Permission
Nobody is going to stop you.
Yesterday I published the numbers. Ninety-seven brothers on the roster. Seventy-one never attended a single meeting in twelve months. The thirteen who show up regularly average ten years of service. The seventy-one who do not average twenty-eight. The correlation between tenure and attendance is negative, meaning the longer a brother has been a Mason, the less likely he is to walk through the door. I laid all of that out in a piece called “Left on Read,” and my inbox responded the way it always does. Brothers from all over the country telling me they see the same thing in their own lodges. Grateful that someone said it. Still waiting for someone to say what comes next.
So let me say what comes next.
You have permission.
The brothers whose traditions you are protecting are not in the room. They are not in the building. They have not been in the building for years, in some cases decades. You are rehearsing their preferences for an audience that is not watching. You are preserving the way things have always been done on behalf of men who could not be bothered to show up and do them.

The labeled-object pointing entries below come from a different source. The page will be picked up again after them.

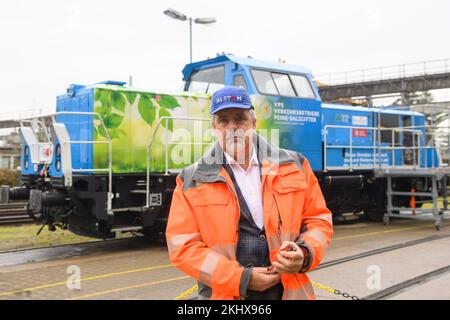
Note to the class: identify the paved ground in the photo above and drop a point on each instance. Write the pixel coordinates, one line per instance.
(143, 271)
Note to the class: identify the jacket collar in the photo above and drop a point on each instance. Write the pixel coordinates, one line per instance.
(209, 166)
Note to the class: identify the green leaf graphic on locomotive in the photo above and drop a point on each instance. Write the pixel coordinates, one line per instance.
(104, 98)
(101, 131)
(167, 101)
(146, 109)
(131, 96)
(116, 133)
(112, 120)
(168, 123)
(118, 101)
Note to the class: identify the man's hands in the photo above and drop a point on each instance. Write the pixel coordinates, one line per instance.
(290, 259)
(262, 279)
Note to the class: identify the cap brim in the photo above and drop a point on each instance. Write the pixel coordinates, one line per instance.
(231, 106)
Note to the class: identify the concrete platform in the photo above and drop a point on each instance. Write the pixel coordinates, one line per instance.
(144, 272)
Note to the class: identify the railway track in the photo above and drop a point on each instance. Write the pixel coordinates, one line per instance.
(404, 285)
(14, 213)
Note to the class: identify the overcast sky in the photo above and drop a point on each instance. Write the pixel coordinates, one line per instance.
(46, 45)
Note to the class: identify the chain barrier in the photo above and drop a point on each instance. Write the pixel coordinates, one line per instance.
(315, 284)
(334, 291)
(187, 292)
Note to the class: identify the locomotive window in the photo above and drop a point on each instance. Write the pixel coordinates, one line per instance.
(239, 81)
(389, 121)
(302, 86)
(207, 80)
(264, 82)
(282, 84)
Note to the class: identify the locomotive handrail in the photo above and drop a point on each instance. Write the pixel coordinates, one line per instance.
(152, 139)
(109, 142)
(374, 145)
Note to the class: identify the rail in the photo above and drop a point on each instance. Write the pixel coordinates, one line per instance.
(166, 158)
(419, 143)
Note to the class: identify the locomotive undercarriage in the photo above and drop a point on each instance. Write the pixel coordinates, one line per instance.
(82, 209)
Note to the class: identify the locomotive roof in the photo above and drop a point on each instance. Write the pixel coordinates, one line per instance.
(248, 62)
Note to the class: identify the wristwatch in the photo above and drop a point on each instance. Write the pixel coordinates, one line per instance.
(307, 256)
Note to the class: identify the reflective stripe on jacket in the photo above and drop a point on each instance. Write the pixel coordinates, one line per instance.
(202, 228)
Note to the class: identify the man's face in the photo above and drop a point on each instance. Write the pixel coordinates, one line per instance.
(234, 129)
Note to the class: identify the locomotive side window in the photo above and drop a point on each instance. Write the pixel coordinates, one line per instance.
(264, 82)
(207, 80)
(239, 81)
(389, 121)
(282, 84)
(302, 86)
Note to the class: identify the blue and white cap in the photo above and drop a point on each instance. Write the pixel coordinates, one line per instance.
(230, 97)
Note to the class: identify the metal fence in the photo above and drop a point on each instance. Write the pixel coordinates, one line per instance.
(386, 72)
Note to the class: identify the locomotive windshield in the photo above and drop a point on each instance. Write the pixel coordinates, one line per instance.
(282, 84)
(207, 80)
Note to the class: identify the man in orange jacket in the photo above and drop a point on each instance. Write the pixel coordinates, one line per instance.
(247, 220)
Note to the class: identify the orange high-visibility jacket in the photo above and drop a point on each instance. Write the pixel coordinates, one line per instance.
(202, 229)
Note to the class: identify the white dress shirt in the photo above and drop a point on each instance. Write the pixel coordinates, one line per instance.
(249, 182)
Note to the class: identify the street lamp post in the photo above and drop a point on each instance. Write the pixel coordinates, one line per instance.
(182, 17)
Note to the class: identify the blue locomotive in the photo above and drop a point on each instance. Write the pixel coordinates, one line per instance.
(106, 161)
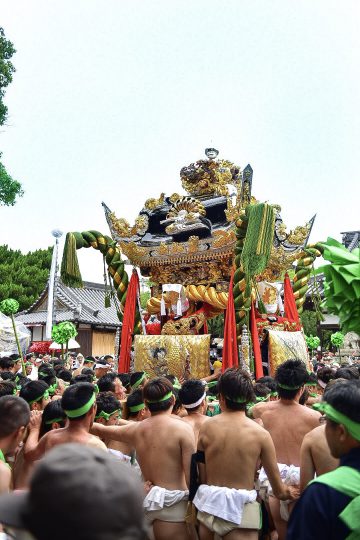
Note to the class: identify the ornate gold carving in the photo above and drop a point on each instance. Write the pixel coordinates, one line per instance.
(178, 355)
(151, 204)
(123, 229)
(193, 244)
(184, 326)
(206, 177)
(223, 238)
(132, 250)
(280, 261)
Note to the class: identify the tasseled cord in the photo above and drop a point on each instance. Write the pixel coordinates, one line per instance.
(70, 271)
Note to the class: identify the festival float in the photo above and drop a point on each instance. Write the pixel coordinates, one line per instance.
(212, 249)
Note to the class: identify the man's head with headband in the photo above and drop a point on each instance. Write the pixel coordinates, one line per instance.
(36, 394)
(135, 408)
(158, 395)
(108, 409)
(79, 402)
(341, 407)
(291, 376)
(235, 389)
(192, 395)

Every Mason took an obligation. He knelt at the altar and made promises. Among those promises was a commitment to support his lodge and attend its communications when properly notified. That obligation runs in both directions. He made it to you and you made it to him. When a brother has been properly notified ninety times across every medium available, by email, by text, by written letter with a stamped return envelope, and has not responded once, he has told you where he stands. When someone shows you who they are, believe them.
So who is left holding the weight? Five guys. Maybe six. The brothers who cook the meals, set up the chairs, open the lodge, handle the correspondence, pay the bills, and drive through the snow on a Tuesday night in January because they said they would. Those brothers did not earn their authority through seniority. They earned it through presence. Through consistency. Through being the ones who did not leave.
And those brothers have the right to decide what this thing becomes.
I want to be careful with that claim because I know how it sounds. It sounds like I am saying we should abandon the landmarks, throw out the ritual, and turn the lodge into a social club. I am not saying that. The Grand Lodge requires you to open and close in due form, handle your minutes, and conduct the business of the lodge. None of that is going away, and none of it should. The form matters. The obligation matters. The work matters.
What does not matter is the two hours of empty programming between the opening and the closing that nobody asked for, nobody attends, and nobody would miss.
Think about what a lodge meeting could look like if the five guys who actually show up built it for themselves instead of for the ghost membership. A family dinner. Wives, kids, the whole household. Everyone eats together. Then the brothers step into the lodge room, open in form, handle the business, close in form. Fifteen minutes. Maybe twenty. Then they walk back out to their families and spend the rest of the evening in actual fellowship with the people they care about.
That format would produce more togetherness in one evening than most lodges generate in a year. And it would do something else. It would make the lodge visible. Families would talk about it. Kids would grow up knowing what the lodge is, not as a mysterious building their father disappears into once a month, but as the place where their family goes to be with people they like. That is how Masonry grew in the first place. It grew through households, not through membership drives.
I can already hear the objections. The lodge room is tyled. Families cannot be present during the business. You are absolutely right. They cannot be present during the business. So you do the business behind a closed door for the fifteen minutes it actually requires, and then you open the door again. The Grand Lodge does not mandate a two-hour meeting. It mandates the form. Honor the form, handle the work, and then get back to the people who actually showed up.
Someone will say this cheapens the experience. That the lodge meeting should be something set apart, something elevated, something men look forward to as distinct from their daily lives. I will not begrudge that position. But I will ask: elevated for whom? The brother who drives forty miles each way to sit in a room with four other people and run through an agenda built for fifty? The Secretary who sends communications to ninety brothers and gets five responses? Is that the elevated experience we are defending?
The brothers with twenty-eight years of average tenure had that elevated experience. They had the big rooms, the full officer lines, the degree teams, the ladies’ nights, the father-son banquets. And they stopped coming. Whatever that experience was, it did not sustain their participation. It did not even sustain their interest. We know this because we measured it.
So we can keep running the program that did not hold their attention, for a room that gets emptier every year, out of deference to men who will not return the courtesy of a reply. Or we can build something that works for the people who are actually here.
Nobody is coming to stop you. The brother with thirty years on the books and zero meetings on the register forfeited his say with his absence. The Grand Lodge is not going to intervene because you started having dinner with your families before lodge. Your District Deputy is not going to write you up for a fifteen-minute business meeting conducted in proper form.
The only thing standing between you and a lodge that actually fits your life is the weight of inherited expectations from men who have already put theirs down.
You have permission to pick yours up differently.